When I discovered I had herpes, I found the bottom of the low. Each of us has a wide range of emotions, and I actually plunked down smack dab on my rear at the darkest point of my mind, and was filled with incredible earth shattering despair. I truly thought my life was over and that I was dirty and no one could possibly ever love me or want me again (interesting how so much of having herpes is a MENTAL state). And I screamed. I cried. The pain was excruciating physically, but my mind and heart were in an even worse state. I was up all night and finally fell asleep out of sheer exhaustion.
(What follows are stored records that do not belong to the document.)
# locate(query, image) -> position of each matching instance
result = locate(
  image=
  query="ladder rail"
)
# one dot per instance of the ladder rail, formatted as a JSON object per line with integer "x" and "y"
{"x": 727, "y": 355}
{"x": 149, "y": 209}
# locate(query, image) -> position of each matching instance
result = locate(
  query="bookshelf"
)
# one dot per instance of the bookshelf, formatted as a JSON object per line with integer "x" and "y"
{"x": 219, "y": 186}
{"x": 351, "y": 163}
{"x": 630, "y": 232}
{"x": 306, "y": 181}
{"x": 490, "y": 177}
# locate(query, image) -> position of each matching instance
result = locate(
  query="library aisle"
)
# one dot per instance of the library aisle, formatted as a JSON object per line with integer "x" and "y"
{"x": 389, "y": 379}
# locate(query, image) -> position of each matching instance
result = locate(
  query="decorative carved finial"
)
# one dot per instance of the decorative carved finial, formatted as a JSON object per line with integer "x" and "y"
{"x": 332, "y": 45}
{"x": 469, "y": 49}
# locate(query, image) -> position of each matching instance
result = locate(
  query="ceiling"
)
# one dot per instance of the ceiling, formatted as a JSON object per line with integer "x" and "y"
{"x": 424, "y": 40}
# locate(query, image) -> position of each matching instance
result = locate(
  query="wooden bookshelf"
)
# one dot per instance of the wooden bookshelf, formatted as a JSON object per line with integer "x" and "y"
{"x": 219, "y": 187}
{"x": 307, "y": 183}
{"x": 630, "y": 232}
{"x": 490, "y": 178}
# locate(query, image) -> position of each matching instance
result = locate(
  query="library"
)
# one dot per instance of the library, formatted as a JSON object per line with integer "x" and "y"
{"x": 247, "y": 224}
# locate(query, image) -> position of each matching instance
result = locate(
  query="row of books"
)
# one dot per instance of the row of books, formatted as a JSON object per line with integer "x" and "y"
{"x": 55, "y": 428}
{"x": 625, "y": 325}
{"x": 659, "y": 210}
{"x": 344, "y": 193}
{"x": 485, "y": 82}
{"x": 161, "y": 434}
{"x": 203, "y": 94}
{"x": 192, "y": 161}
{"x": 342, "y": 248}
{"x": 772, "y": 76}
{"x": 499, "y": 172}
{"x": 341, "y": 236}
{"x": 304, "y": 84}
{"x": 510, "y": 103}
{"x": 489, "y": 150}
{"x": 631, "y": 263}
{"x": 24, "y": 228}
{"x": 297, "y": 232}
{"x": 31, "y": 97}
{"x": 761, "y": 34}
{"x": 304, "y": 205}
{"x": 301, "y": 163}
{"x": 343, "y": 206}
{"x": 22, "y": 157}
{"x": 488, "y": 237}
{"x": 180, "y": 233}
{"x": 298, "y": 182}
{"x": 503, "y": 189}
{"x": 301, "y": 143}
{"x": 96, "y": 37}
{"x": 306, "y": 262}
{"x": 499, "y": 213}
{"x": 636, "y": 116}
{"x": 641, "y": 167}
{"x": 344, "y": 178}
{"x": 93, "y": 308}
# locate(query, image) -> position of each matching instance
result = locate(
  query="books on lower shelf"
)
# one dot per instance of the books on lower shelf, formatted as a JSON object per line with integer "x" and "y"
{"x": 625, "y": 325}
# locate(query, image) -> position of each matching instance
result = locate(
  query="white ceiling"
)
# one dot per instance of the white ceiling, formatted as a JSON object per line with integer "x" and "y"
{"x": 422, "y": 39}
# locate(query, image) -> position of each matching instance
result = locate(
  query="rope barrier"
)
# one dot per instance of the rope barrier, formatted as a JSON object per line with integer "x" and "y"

When I woke again a few hours later, my eyes were swollen nearly shut, and I could barely feel my hands from the stress. I got up, opened the window, blew my nose, then breathed in the icy winter air deeply and exhaled it slowly. And then a surprising thing happened. I breathed in again and out again. I was alive. Not only was I alive but I was taking pleasure in breathing, actually enjoying the fresh crisp air in my lungs. And I realized that if I could take pleasure in this, then there must be a thousand other things I had previously taken for granted that I would find unexpected joy in. And that I had reached the bottom the night before - knowing where the bottom is has given me perspective, and also a solid foundation to start building again, on wards and upwards.

 

Herpes has taught me:

 

-To give others the benefit of the doubt always. To be more patient.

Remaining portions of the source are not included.